How do AI Overviews decide which sources to cite?

AI Overviews evaluate five primary factors: extractability of self-contained claims, entity authority of the source, topical depth across the site, freshness signals, and originality of frame. Structured data coverage sits underneath all of them as the technical foundation.

How many sources do AI Overviews typically cite?

AI-generated answers usually cite three to seven sources. This is a much smaller competitive set than traditional search results, which is why citation in AI Overviews is more selective than ranking in a list of ten links.

What is the most important factor for AI citation?
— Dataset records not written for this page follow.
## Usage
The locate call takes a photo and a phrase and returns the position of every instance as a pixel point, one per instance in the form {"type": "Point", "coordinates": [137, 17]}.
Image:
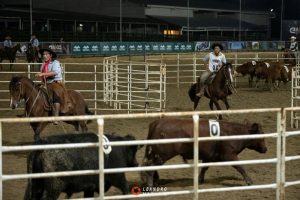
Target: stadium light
{"type": "Point", "coordinates": [120, 20]}
{"type": "Point", "coordinates": [30, 2]}
{"type": "Point", "coordinates": [240, 21]}
{"type": "Point", "coordinates": [188, 21]}
{"type": "Point", "coordinates": [281, 19]}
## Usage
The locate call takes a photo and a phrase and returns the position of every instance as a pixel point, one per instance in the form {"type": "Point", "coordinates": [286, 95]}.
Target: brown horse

Extractability is the single most important property. A language model has to be able to lift a clean, self-contained claim from the page without surrounding context. Pages written as long arguments are harder to cite than pages written as discrete, declarative claims.

Does backlink count still matter for AI citation?

Backlink quantity matters less for AI citation than it did for traditional ranking. Quality citations from entity-resolved sources matter more than volume. AI systems weight entity authority and structural signals more heavily than raw link counts.

Can a low-traffic page outperform a high-traffic page in AI citation?

Yes. A page with 40 monthly users can outcite a page with 40,000 if the smaller page has clearer extractability, sharper entity signals, and an original frame. Traffic is not a primary input to citation behavior.